# Before soaking and after



## Jt93420 (Jun 19, 2016)

When I first adopted Herkimer, a baby DT, I posted his pic and several members suggested that he looked very dry and would benefit from soaking several times a week if not daily. I appreciated the feedback and immediately began a soaking regiment. It has been several weeks now and I feel like he is beginning to look much better but I see him daily so I would appreciate any feedback.....does he look more hydrated than before? Does he look normal like a DT his age should look? ANY useful feedback is appreciated greatly!!! Thanks in advance.

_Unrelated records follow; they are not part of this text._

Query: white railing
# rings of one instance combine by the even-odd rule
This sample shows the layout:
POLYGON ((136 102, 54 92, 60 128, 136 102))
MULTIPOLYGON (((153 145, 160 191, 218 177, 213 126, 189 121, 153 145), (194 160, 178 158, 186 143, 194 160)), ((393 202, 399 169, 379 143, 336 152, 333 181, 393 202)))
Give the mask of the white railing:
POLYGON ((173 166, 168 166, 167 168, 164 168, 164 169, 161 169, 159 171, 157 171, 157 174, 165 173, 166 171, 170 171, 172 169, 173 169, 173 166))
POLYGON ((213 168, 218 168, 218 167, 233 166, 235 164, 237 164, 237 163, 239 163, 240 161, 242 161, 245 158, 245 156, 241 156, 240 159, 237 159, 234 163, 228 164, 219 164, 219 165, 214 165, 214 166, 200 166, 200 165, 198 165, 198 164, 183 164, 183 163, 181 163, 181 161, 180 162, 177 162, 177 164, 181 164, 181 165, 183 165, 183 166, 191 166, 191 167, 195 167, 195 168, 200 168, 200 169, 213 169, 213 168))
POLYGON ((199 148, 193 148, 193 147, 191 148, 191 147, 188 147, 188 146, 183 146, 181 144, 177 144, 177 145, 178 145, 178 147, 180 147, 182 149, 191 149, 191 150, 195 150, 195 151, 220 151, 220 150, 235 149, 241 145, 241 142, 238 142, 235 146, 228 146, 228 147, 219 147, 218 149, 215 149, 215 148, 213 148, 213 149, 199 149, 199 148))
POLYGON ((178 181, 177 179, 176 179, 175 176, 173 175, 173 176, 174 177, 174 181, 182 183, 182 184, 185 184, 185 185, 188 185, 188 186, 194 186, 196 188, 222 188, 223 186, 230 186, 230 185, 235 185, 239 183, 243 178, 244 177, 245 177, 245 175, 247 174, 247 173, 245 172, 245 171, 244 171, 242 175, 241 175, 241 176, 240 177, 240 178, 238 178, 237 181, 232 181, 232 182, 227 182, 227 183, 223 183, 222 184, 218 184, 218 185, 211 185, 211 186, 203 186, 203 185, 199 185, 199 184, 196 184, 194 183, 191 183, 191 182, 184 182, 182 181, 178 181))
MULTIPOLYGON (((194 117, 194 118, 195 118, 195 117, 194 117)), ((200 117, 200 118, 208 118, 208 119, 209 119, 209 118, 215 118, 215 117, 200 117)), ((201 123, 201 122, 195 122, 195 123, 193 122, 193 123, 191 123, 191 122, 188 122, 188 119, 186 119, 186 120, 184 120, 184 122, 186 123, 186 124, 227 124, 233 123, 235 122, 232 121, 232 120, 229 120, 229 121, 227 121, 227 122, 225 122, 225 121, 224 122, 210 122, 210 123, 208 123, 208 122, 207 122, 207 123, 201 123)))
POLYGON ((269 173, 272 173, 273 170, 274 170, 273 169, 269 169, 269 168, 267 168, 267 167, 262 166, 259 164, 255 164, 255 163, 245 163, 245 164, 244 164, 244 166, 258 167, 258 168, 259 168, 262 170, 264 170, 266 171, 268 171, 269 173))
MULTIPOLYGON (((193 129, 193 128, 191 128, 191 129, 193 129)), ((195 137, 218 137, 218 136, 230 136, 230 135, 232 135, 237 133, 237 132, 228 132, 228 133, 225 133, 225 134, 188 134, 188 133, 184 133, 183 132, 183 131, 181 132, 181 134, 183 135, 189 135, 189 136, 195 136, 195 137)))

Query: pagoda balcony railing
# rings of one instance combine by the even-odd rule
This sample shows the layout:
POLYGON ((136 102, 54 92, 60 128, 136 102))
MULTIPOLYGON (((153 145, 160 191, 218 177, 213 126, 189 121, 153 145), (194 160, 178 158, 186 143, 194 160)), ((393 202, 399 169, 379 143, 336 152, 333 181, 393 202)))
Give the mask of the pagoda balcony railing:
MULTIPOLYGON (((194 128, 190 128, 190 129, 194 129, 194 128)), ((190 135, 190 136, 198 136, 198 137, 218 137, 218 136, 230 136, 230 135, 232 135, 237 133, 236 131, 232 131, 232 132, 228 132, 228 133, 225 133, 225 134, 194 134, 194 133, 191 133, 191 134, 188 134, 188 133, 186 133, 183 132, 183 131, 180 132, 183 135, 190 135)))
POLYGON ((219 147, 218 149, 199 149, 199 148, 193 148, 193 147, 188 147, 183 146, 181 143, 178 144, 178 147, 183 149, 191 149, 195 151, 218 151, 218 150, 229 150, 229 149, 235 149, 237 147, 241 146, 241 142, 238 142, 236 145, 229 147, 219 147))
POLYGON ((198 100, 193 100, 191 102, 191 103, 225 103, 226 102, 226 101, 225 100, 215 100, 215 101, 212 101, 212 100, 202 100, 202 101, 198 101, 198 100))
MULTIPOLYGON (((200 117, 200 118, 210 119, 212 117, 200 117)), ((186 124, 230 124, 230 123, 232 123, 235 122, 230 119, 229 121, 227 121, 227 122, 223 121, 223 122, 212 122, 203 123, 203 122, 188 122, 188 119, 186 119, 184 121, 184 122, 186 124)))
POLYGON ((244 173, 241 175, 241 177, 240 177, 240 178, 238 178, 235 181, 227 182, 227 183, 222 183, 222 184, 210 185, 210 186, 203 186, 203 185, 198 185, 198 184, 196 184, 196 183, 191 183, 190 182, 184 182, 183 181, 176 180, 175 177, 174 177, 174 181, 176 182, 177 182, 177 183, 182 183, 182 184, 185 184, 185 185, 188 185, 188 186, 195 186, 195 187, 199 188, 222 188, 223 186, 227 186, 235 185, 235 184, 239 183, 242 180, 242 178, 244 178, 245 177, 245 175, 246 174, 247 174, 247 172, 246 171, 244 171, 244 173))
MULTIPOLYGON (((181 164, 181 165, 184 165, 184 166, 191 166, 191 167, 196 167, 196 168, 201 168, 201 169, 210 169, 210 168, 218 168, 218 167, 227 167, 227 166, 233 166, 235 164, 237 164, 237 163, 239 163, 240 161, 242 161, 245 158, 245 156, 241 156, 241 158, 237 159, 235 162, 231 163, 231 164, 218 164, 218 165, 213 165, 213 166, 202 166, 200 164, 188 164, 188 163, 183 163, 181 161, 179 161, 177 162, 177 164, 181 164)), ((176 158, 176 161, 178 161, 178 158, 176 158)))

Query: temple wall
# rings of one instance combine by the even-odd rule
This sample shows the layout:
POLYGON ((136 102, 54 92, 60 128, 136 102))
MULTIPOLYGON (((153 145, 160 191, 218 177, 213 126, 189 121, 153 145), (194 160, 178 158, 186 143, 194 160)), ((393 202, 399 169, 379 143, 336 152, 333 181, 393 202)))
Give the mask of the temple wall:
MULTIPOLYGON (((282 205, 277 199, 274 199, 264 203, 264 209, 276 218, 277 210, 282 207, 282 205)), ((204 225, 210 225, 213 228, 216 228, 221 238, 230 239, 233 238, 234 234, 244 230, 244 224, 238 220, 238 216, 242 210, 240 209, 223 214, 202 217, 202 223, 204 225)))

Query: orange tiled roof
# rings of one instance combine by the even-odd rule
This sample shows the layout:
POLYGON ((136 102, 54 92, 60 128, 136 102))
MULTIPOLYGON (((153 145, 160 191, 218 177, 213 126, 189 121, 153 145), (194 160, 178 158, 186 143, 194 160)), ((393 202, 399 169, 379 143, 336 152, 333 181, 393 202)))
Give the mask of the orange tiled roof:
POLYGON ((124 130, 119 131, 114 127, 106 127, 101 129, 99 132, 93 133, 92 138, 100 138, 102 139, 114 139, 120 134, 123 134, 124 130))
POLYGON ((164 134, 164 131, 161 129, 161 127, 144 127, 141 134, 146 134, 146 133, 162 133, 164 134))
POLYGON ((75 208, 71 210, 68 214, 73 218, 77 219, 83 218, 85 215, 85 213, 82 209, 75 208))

The day I got him. No soaks yet.


Day 1 again.


Yesterday. Nearly 1.5 months later.

Today.


----------



## Maro2Bear (Jun 19, 2016)

Definitely looking better, keep up the good work.


----------



## Rue (Jun 19, 2016)

I think he looks better too.


----------



## Tom (Jun 19, 2016)

Whoa. The new growth looks MUCH better. What a turn around. Your new routine definitely agrees with this baby. He/She looks fantastic now.


----------



## Lemonade (Jun 19, 2016)

He looks awesome! Happy and healthy.


----------



## Gillian M (Jun 20, 2016)

He's looking great!


----------



## Speedy-1 (Jun 21, 2016)

*You can sure see where the "growth area" between the scutes has leveled out . Quite an improvement ! Nice job ! *


----------



## keithsf (Jun 21, 2016)

Don't run over your good looking tortoise with that car though!


----------



## ascott (Jun 22, 2016)

Jt93420 said:


> When I first adopted Herkimer, a baby DT, I posted his pic and several members suggested that he looked very dry and would benefit from soaking several times a week if not daily. I appreciated the feedback and immediately began a soaking regiment. It has been several weeks now and I feel like he is beginning to look much better but I see him daily so I would appreciate any feedback.....does he look more hydrated than before? Does he look normal like a DT his age should look? ANY useful feedback is appreciated greatly!!! Thanks in advance.
> View attachment 177664
> 
> The day I got him. No soaks yet.
> ...



I especially enjoyed pic 3, that muscle growth around the jaw along the side up to the top of the head is perfect....that is a sign of a hydrated tortoise and one that is eating well, those muscles are a great indication of health, especially for this species....the shell looked good from the start and still does....the food, soaking, sunshine and so important exercise ...along with your oogling is supporting the tortoise nicely....good stuff...


----------